Created 05-21-2016 12:46 PM
I have Hive external tables using Avro serdes that look like this:
CREATE EXTERNAL TABLE `rm`( `gw_id` bigint COMMENT '', `rm_id` string COMMENT '', `start_time` bigint COMMENT '', `end_time` bigint COMMENT '', `switch_failure_count` bigint COMMENT '') PARTITIONED BY ( `year` int, `month` int, `day` int) ROW FORMAT SERDE 'org.apache.hadoop.hive.serde2.avro.AvroSerDe' WITH SERDEPROPERTIES ( 'avro.schema.url'='hdfs://mpws:8020/jup1_stats/schema/rm_1.avsc') STORED AS INPUTFORMAT 'org.apache.hadoop.hive.ql.io.avro.AvroContainerInputFormat' OUTPUTFORMAT 'org.apache.hadoop.hive.ql.io.avro.AvroContainerOutputFormat' LOCATION 'hdfs://mpws:8020/jup1_stats/external_tables/rm' TBLPROPERTIES ( 'last_modified_by'='mpetronic', 'last_modified_time'='1463833730', 'transient_lastDdlTime'='1463833730')
The Avro schemas are stored on HDFS in /jup1_stats/schema/. I want to change that path from this:
/jup1_stats/schema/
to this:
/jup1_stats/avro/
So, I copied my avro schema files from /jup1_stats/schema to /jup1_stats/avro and did this:
alter table rm set serdeproperties ('avro.schema.url'='hdfs://mpws:8020/stats/avro/rm_1.avsc');I ran a test query and it worked. But not so fast! Then I did the clean up and removed the /jup1_stats/schema directory and ran the test query again and got tons of stack traces and the query failed.
ERROR : Vertex failed, vertexName=Map 1, vertexId=vertex_1463688329951_0007_4_00, diagnostics=[Task failed, taskId=task_1463688329951_0007_4_00_000000, diagnostics=[TaskAttempt 0 failed, info=[Error: Failure while running task:java.lang.RuntimeException: java.lang.RuntimeException: java.io.IOException: java.io.IOException: org.apache.hadoop.hive.serde2.avro.AvroSerdeException: Unable to read schema from given path: hdfs://mpws:8020/jup1_stats/schema/rm_1.avsc
at org.apache.hadoop.hive.ql.exec.tez.TezProcessor.initializeAndRunProcessor(TezProcessor.java:173)
at org.apache.hadoop.hive.ql.exec.tez.TezProcessor.run(TezProcessor.java:139)

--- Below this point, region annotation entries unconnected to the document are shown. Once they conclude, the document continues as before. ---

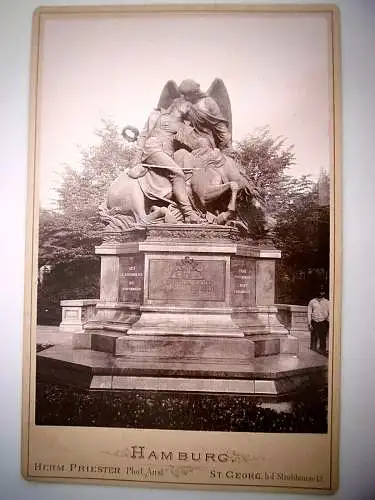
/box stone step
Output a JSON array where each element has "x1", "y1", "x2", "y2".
[{"x1": 74, "y1": 330, "x2": 298, "y2": 363}]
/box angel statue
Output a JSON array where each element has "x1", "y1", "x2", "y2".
[{"x1": 100, "y1": 79, "x2": 270, "y2": 236}]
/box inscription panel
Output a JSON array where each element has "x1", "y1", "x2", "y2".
[
  {"x1": 119, "y1": 255, "x2": 143, "y2": 304},
  {"x1": 257, "y1": 260, "x2": 275, "y2": 306},
  {"x1": 230, "y1": 257, "x2": 255, "y2": 307},
  {"x1": 148, "y1": 257, "x2": 225, "y2": 302}
]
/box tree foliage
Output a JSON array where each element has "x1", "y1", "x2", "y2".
[{"x1": 38, "y1": 122, "x2": 329, "y2": 323}]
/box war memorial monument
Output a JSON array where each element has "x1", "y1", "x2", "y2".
[{"x1": 37, "y1": 79, "x2": 327, "y2": 401}]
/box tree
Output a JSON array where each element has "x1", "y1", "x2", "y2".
[
  {"x1": 38, "y1": 122, "x2": 329, "y2": 324},
  {"x1": 38, "y1": 122, "x2": 132, "y2": 324}
]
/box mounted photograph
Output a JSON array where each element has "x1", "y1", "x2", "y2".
[{"x1": 22, "y1": 4, "x2": 341, "y2": 493}]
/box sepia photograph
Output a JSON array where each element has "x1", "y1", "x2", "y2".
[{"x1": 23, "y1": 5, "x2": 341, "y2": 493}]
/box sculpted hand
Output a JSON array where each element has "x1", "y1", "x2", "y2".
[{"x1": 127, "y1": 164, "x2": 147, "y2": 179}]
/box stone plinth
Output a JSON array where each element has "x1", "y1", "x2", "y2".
[
  {"x1": 80, "y1": 225, "x2": 298, "y2": 362},
  {"x1": 59, "y1": 299, "x2": 98, "y2": 332}
]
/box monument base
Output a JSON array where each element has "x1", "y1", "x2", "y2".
[
  {"x1": 38, "y1": 224, "x2": 327, "y2": 399},
  {"x1": 37, "y1": 346, "x2": 327, "y2": 401}
]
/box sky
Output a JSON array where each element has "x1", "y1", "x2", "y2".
[{"x1": 37, "y1": 13, "x2": 332, "y2": 206}]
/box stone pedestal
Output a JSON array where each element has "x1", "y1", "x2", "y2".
[
  {"x1": 37, "y1": 224, "x2": 327, "y2": 401},
  {"x1": 59, "y1": 299, "x2": 98, "y2": 332},
  {"x1": 80, "y1": 225, "x2": 298, "y2": 363}
]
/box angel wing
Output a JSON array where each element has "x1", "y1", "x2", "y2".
[
  {"x1": 206, "y1": 78, "x2": 232, "y2": 132},
  {"x1": 158, "y1": 80, "x2": 180, "y2": 109}
]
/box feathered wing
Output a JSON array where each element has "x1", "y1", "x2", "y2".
[
  {"x1": 207, "y1": 78, "x2": 232, "y2": 132},
  {"x1": 158, "y1": 80, "x2": 180, "y2": 109}
]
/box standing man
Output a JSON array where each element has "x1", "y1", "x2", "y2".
[{"x1": 307, "y1": 288, "x2": 329, "y2": 354}]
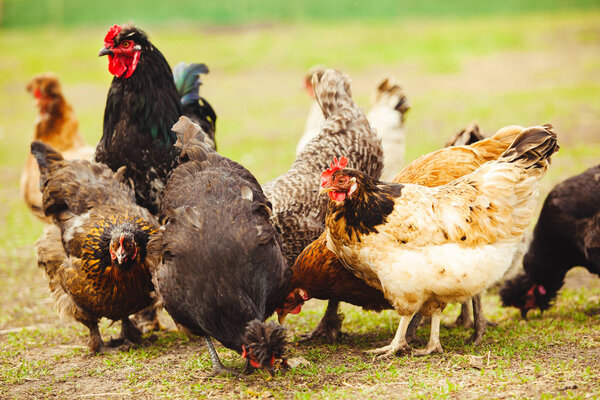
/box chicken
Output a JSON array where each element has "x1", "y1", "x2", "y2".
[
  {"x1": 31, "y1": 141, "x2": 158, "y2": 352},
  {"x1": 96, "y1": 25, "x2": 216, "y2": 214},
  {"x1": 322, "y1": 125, "x2": 558, "y2": 356},
  {"x1": 500, "y1": 165, "x2": 600, "y2": 318},
  {"x1": 150, "y1": 117, "x2": 290, "y2": 375},
  {"x1": 444, "y1": 122, "x2": 485, "y2": 147},
  {"x1": 277, "y1": 126, "x2": 523, "y2": 344},
  {"x1": 21, "y1": 72, "x2": 94, "y2": 223},
  {"x1": 296, "y1": 70, "x2": 410, "y2": 180},
  {"x1": 296, "y1": 65, "x2": 327, "y2": 156},
  {"x1": 263, "y1": 70, "x2": 382, "y2": 265},
  {"x1": 367, "y1": 78, "x2": 410, "y2": 181}
]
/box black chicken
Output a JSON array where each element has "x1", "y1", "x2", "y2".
[
  {"x1": 96, "y1": 25, "x2": 217, "y2": 214},
  {"x1": 150, "y1": 117, "x2": 291, "y2": 375},
  {"x1": 31, "y1": 141, "x2": 158, "y2": 352}
]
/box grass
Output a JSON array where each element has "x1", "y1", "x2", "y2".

at org.apache.tez.runtime.LogicalIOProcessorRuntimeTask.run(LogicalIOProcessorRuntimeTask.java:344)
at org.apache.tez.runtime.task.TezTaskRunner$TaskRunnerCallable$1.run(TezTaskRunner.java:181)
at org.apache.tez.runtime.task.TezTaskRunner$TaskRunnerCallable$1.run(TezTaskRunner.java:172)
at java.security.AccessController.doPrivileged(Native Method)
at javax.security.auth.Subject.doAs(Subject.java:422)
at org.apache.hadoop.security.UserGroupInformation.doAs(UserGroupInformation.java:1657)
at org.apache.tez.runtime.task.TezTaskRunner$TaskRunnerCallable.callInternal(TezTaskRunner.java:172)
at org.apache.tez.runtime.task.TezTaskRunner$TaskRunnerCallable.callInternal(TezTaskRunner.java:168)
at org.apache.tez.common.CallableWithNdc.call(CallableWithNdc.java:36)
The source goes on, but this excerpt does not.